O coração respondeu, em 1958, com batidas mais fortes ao aviso da escola primária, no Recife. Estava lá no quadro negro em letras grandes de giz: “Férias a partir de 15 de junho”. Notícia melhor então não havia. E a data assinalada com antecedência de uma semana me recomendava a providência: a mudança das melhores peças de roupa do armário para a mala. Disso e de uns 20 gibis, alguns ainda não lidos.
“Leve pouca coisa”, recomendava a Tia Mariinha ao filho que não pariu, porquanto posto no mundo pela irmã do meio. Mas não menos filho, a julgar pelo carinho e pelos cuidados que me dispensava.
Às vezes, ficava-me a impressão de que a guarda por ela das calças, camisas e meias que não me deixava levar à casa paterna durante as férias escolares lhe sossegava o espírito. Tinha nisso a garantia do meu regresso, penso eu. Seria a mãe perfeita de filhos que nunca teve não fosse a mania de traçar o meu futuro. Desde o momento em que me tomou para si via em mim um pastor adventista. Mal sabia a tia querida dos meus olhos compridos para as coisas deste mundo. Na minha idade isso significava cinema, gibis, futebol, praia e, já enxerido, uns tantos rabos de saias.
A partida, da estação de Coqueiral, subúrbio recifense, deu-se na manhã do dia 13, matando as últimas aulas do meio do ano. Viagem de cinco horas em um dos 12 ou mais vagões puxados por máquina nova, a diesel. Fosse uma Maria Fumaça ainda em uso nos trilhos da Gretueste, no dizer saboroso dos matutos de Pilar, o percurso até ali não seria coberto em menos de seis horas. Mas, em qualquer caso, com direito a vagão-restaurante. Mil recomendações antes do embarque como se eu fosse me perder no caminho, ou no percurso entre a estaçãozinha de Pilar e o afago dos meus pais e irmãos, logo depois da ponte sobre o Paraíba. Além do mais, dona Vininha, avisada por carta, dificilmente deixaria de me aguardar com outros três filhos à beira da linha.
E assim aconteceu. Minha mãe me recepcionou com abraços e beijos e meu irmão mais velho me tomou a mala, solícito e prestimoso. Não deixei de notar que ambos trocavam olhares e ares de riso. Mas apenas entendi a razão disso quando, já na rua, subi a calçada para entrar na casa da esquina do Beco do Padre, em frente à Prefeitura. Não morávamos mais ali. O velho Juca havia adquirido casa nova na rua seguinte, por trás do Mercado. Outra surpresa foi a de um bar agregado à padaria. Isso mesmo, sou filho de padeiro.

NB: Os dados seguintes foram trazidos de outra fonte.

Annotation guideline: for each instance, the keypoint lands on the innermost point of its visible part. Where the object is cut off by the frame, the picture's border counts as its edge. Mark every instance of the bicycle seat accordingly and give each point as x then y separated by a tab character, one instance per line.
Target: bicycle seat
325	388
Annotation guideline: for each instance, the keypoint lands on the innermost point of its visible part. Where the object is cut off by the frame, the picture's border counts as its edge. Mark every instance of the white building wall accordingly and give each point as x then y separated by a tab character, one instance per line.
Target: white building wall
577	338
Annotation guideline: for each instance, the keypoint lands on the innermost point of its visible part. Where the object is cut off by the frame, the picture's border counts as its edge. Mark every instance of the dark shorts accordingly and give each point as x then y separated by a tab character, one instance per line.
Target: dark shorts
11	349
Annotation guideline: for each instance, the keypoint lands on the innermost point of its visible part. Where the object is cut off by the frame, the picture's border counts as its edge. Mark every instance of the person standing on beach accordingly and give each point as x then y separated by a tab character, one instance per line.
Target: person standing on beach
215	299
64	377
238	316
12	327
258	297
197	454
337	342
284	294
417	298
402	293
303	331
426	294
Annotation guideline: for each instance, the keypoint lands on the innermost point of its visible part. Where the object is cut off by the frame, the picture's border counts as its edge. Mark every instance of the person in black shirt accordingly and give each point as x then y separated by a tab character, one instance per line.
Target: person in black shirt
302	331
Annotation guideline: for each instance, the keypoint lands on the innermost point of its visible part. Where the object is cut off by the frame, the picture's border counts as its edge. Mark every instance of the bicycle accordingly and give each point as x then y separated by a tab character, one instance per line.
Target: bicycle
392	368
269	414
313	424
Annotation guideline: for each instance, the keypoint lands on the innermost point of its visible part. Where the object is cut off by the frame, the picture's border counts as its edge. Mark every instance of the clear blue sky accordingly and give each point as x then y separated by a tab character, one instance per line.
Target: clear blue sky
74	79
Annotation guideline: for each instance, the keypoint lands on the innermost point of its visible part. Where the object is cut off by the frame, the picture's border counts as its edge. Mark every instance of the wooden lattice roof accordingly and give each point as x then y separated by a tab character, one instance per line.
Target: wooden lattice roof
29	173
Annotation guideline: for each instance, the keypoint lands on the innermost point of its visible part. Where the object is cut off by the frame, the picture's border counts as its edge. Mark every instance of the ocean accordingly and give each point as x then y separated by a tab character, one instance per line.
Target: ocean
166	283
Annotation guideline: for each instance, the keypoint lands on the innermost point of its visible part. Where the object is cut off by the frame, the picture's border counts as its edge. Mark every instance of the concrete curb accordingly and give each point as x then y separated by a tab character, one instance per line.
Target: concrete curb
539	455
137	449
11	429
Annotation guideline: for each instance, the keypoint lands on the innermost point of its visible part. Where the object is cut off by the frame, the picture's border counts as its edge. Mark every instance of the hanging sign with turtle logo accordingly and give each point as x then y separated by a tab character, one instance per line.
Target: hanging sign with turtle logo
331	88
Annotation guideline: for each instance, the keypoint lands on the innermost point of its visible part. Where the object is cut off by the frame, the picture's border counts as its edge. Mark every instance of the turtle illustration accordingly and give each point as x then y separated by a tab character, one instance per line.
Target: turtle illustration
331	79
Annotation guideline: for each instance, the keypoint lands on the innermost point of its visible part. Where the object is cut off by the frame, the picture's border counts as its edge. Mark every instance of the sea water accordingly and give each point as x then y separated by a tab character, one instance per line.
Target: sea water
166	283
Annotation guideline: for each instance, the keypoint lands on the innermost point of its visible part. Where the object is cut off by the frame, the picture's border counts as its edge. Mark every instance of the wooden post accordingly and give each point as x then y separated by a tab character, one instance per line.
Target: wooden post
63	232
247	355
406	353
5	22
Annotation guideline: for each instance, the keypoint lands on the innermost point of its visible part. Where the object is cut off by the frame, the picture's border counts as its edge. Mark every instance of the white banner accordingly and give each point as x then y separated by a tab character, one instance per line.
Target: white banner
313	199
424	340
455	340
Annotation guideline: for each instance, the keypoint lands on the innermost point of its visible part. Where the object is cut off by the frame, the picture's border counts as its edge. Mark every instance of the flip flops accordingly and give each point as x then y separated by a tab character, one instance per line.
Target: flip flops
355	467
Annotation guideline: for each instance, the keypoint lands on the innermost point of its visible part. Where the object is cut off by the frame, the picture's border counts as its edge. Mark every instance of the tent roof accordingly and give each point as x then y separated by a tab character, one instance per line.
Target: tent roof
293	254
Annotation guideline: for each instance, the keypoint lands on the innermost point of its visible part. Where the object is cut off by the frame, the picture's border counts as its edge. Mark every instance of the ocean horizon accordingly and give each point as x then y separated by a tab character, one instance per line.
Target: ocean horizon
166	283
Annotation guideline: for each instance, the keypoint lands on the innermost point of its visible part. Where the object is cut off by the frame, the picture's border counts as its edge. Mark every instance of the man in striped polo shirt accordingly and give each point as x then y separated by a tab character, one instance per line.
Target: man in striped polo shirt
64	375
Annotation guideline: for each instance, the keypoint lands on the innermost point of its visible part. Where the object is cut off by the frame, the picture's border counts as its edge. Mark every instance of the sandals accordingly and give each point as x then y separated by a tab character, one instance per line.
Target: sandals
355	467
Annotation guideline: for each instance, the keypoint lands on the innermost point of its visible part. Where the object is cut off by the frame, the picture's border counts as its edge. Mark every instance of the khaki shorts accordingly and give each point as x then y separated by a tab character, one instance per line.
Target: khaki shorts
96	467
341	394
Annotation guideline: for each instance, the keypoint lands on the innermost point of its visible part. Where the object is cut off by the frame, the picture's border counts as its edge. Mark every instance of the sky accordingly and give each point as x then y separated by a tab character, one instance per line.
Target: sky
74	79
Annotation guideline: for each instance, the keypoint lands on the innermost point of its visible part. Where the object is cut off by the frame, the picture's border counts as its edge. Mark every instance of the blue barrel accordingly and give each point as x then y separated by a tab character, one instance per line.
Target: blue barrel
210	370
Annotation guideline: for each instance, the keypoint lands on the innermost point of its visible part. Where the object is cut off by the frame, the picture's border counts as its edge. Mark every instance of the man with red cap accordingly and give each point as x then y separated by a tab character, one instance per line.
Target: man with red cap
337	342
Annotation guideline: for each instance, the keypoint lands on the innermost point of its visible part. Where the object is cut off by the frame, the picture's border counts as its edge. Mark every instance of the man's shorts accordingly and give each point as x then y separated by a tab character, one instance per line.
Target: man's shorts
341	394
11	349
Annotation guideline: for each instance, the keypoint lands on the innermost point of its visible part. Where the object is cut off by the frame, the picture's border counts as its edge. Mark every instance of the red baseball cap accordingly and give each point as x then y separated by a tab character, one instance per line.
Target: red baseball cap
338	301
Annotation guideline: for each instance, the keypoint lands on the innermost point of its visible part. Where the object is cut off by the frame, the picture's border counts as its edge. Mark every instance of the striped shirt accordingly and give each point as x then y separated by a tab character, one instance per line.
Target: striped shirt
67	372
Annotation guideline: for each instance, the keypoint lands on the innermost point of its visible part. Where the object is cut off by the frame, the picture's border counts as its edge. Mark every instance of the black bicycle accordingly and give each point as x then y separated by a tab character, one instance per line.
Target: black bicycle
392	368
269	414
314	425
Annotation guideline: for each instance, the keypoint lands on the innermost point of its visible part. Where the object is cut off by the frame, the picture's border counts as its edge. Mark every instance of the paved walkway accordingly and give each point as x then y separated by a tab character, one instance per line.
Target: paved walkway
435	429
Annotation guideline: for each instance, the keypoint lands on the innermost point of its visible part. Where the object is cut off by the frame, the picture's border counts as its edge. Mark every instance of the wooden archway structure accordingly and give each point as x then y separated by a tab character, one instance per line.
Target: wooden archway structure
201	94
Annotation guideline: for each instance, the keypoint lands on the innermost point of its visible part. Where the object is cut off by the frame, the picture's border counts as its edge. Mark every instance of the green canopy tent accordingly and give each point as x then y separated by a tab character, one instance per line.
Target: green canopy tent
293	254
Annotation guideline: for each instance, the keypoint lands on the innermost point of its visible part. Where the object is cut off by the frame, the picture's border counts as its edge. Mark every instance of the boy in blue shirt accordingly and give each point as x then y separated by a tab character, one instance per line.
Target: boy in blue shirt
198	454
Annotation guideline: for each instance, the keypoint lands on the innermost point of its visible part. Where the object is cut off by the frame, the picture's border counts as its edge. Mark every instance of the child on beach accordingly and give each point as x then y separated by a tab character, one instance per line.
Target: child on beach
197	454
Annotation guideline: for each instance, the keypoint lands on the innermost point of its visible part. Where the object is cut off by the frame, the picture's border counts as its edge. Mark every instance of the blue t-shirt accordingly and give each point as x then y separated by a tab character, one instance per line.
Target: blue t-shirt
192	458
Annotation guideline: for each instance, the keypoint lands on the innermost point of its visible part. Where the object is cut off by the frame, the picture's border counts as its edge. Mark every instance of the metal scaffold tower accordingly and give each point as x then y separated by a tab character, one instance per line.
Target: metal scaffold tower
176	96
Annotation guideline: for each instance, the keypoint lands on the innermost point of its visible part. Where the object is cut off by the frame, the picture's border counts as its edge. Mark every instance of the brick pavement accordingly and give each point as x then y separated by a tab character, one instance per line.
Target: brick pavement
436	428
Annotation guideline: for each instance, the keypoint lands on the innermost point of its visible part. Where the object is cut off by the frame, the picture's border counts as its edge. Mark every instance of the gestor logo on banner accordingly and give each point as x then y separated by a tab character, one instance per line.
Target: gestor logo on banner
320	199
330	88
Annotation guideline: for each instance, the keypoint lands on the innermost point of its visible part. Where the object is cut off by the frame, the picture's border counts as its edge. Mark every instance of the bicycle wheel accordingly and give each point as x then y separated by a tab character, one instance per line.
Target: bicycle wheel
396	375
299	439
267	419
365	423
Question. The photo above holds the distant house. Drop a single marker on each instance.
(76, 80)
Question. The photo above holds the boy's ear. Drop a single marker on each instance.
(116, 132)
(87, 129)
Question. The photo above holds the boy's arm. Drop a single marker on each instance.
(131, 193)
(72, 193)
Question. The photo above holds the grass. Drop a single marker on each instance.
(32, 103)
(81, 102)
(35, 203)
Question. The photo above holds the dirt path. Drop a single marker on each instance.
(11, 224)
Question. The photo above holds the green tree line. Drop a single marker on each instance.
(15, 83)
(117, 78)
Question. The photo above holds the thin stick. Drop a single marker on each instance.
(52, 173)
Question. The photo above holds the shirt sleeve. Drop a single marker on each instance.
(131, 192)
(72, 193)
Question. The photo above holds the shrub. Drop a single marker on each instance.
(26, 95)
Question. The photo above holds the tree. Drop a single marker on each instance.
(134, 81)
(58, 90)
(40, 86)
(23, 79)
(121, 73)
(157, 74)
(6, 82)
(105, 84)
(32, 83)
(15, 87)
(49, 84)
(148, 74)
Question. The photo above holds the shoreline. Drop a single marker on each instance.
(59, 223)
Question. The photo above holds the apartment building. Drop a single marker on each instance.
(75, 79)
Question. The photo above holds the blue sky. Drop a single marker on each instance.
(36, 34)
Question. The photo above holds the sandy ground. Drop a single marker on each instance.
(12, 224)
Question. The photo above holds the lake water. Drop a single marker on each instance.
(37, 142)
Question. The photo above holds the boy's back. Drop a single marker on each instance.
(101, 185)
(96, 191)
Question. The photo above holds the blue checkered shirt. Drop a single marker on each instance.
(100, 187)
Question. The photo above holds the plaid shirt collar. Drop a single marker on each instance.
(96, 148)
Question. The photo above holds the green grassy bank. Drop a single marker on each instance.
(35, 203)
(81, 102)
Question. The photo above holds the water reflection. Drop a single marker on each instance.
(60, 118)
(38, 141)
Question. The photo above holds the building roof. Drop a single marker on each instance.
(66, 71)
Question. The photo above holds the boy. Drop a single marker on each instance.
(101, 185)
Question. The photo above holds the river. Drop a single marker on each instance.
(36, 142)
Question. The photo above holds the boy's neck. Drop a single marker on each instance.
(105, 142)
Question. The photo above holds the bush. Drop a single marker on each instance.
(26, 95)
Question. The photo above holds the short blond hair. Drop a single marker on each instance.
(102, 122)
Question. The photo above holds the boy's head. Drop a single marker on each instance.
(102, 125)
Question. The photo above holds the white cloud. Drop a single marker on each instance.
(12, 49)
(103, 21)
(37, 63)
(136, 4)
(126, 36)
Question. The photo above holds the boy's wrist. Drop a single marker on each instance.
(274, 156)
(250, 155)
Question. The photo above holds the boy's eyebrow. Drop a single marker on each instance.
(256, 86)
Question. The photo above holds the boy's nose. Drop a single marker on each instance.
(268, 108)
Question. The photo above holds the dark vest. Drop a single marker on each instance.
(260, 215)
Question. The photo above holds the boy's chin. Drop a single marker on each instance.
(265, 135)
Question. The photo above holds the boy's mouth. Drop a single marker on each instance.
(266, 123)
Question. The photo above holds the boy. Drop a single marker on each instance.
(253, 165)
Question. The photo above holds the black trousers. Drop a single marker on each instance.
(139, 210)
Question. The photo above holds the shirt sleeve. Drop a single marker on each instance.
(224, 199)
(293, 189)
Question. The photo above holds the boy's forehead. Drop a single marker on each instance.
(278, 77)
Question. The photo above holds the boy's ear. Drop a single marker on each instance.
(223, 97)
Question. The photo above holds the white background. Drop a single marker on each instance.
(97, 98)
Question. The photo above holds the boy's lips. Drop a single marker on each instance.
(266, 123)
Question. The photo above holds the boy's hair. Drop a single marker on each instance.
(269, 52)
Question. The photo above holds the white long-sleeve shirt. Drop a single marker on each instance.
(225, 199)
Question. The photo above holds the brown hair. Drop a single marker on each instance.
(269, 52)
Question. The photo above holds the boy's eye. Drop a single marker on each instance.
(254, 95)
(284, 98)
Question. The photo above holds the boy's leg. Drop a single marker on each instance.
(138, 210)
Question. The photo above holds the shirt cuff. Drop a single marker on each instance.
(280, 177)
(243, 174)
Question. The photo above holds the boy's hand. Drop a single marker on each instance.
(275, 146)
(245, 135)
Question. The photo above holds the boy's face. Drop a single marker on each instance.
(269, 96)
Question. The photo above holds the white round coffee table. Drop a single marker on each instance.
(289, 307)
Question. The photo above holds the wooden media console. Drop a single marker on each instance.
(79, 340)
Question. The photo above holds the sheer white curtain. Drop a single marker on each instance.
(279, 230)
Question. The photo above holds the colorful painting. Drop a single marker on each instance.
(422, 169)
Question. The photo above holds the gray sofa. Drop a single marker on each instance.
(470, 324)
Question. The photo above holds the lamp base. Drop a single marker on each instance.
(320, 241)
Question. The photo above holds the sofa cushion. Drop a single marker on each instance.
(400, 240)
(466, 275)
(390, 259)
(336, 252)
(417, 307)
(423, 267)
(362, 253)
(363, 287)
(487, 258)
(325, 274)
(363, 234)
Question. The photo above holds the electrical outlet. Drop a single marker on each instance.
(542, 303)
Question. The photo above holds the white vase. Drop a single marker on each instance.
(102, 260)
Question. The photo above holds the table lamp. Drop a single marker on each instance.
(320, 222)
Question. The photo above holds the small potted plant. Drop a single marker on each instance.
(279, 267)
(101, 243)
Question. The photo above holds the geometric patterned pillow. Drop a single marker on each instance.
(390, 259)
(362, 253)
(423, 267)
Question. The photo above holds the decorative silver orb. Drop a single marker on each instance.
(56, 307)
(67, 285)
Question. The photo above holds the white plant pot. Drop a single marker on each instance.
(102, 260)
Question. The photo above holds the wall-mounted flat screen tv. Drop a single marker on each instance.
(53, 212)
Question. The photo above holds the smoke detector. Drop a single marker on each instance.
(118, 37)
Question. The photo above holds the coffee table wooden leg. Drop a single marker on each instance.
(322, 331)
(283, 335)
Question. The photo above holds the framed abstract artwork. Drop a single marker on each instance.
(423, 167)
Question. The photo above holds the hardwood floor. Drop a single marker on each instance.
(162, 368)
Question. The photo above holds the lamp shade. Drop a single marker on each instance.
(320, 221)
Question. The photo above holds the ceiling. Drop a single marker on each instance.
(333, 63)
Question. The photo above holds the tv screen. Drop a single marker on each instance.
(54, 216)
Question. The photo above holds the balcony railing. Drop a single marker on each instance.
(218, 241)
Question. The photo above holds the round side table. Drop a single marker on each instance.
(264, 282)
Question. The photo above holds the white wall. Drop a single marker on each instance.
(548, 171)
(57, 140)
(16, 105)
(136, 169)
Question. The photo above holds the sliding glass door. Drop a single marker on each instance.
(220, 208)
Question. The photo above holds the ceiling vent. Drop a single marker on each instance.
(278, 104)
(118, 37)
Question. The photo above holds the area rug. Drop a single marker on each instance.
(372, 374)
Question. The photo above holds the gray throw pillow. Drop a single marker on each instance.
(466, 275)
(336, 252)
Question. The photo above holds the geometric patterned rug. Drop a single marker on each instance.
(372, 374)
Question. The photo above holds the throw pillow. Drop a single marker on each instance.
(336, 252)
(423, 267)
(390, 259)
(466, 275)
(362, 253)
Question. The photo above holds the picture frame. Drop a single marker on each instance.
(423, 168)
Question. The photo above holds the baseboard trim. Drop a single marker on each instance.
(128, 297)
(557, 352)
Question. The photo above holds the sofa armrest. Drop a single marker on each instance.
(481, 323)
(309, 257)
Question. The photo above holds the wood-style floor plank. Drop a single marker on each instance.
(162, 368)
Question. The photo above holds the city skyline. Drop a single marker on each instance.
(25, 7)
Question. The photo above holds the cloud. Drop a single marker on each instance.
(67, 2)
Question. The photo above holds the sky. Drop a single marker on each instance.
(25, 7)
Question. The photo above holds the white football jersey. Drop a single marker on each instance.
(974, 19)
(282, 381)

Logo mais, eu acordaria com ruas embandeiradas e não dormiria sem acompanhar os últimos ensaios da quadrilha formada por casais amigos dos meus pais. As pamonhas e canjicas fumegavam, fogueiras ardiam em frente às casas e os fogos, comprados na Capital, eram acesos na véspera e dia da festa. Quanta animação. Minha alma de menino subia ao céu como um daqueles balões, na época ainda politicamente corretos.
Isso tudo me vem à mente neste São João triste do qual se ausentou, involuntariamente, meio milhão de brasileiros – cem vezes a população da pequena Pilar – abatidos pela praga que flagela o mundo inteiro. O foguetório, hoje infinitamente menor, não é capaz de acordar o Santo neste 2021 de trevas. São José, este sim, até que fez sua parte. Não houve tanta falta de chuva e há, por aqui, pés de milho com fartura de espigas. Todas, porém, de sabor bem amargo.